Android validates all of these before allowing an app to be selected as the default assistant:
| Component | File | Purpose |
|---|---|---|
HarkVoiceInteractionService |
Kotlin | Background service Android binds to. Must declare BIND_VOICE_INTERACTION permission. |
HarkSessionService |
Kotlin | Creates HarkSession instances when assistant is invoked. |
HarkSession |
Kotlin | onShow() launches MainActivity with EXTRA_LAUNCHED_FROM_ASSIST. |
HarkRecognitionService |
Kotlin | Stub RecognitionService — required by Android to qualify as assistant. Actual STT handled by Flutter's speech_to_text. |
voice_interaction_service.xml |
res/xml/ |
Metadata referencing sessionService, recognitionService, and supportsAssist="true". |
ACTION_ASSIST intent filter |
Manifest | On MainActivity — required for assistant role qualification. |
ACTION_VOICE_ASSIST intent filter |
Manifest | On MainActivity — used by some devices for voice-specific activation. |
On Android 10+ (API 29), Hark uses RoleManager to request ROLE_ASSISTANT
on first launch. If the role isn't held, a system dialog prompts the user.
A banner in the Flutter UI also links to android.settings.VOICE_INPUT_SETTINGS
for manual configuration.
When launched via the assistant gesture, Hark enters continuous listening mode: the mic auto-restarts after each command completes and TTS finishes speaking. Tapping the mic button exits continuous mode.

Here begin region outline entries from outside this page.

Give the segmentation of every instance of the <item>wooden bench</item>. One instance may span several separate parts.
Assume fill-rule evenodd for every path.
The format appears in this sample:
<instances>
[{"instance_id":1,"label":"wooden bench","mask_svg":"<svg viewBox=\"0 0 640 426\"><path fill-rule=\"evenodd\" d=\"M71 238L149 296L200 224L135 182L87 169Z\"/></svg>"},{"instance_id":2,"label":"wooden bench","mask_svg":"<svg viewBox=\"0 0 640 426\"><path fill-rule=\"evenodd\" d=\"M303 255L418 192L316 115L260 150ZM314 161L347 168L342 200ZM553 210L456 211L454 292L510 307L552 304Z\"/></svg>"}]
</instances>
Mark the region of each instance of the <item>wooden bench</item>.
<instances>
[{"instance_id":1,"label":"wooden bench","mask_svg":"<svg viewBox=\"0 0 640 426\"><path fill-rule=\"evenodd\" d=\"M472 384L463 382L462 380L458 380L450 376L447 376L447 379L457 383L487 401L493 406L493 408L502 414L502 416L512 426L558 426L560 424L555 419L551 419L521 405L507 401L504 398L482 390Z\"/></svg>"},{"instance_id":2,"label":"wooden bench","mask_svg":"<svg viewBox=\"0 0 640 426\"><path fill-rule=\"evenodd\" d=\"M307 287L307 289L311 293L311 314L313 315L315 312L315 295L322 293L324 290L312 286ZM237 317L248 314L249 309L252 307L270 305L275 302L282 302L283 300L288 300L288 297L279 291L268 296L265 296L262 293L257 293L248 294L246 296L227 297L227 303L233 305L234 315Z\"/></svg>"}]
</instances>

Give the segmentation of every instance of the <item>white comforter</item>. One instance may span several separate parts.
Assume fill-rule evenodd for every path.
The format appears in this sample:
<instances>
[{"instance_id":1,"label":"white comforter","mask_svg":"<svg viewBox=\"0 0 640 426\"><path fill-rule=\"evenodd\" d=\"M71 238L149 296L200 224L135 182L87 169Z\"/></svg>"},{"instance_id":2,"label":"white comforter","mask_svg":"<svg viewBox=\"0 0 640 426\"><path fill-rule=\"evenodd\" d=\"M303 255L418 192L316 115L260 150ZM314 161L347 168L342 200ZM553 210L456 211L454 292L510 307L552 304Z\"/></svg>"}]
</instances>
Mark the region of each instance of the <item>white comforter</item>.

| Claude | ChatGPT | Google Assistant | |
|---|---|---|---|
| ASSIST Activity | AssistantOverlayActivity (dedicated overlay) |
AssistantProxyActivity → AssistantActivity |
System-integrated |
| VoiceInteractionService | ClaudeVoiceInteractionService |
AssistantVoiceInteractionService |
GsaVoiceInteractionService |
| RecognitionService | ClaudeRecognitionService |
None | GoogleRecognitionService |
| VOICE_ASSIST | Yes | No | N/A |
Claude and ChatGPT both use a dedicated overlay/proxy Activity (separate from their main chat UI) to show a lightweight assistant panel on top of the current app. Hark currently launches its full MainActivity — a future improvement would be a dedicated lightweight overlay Activity for a more assistant-like experience.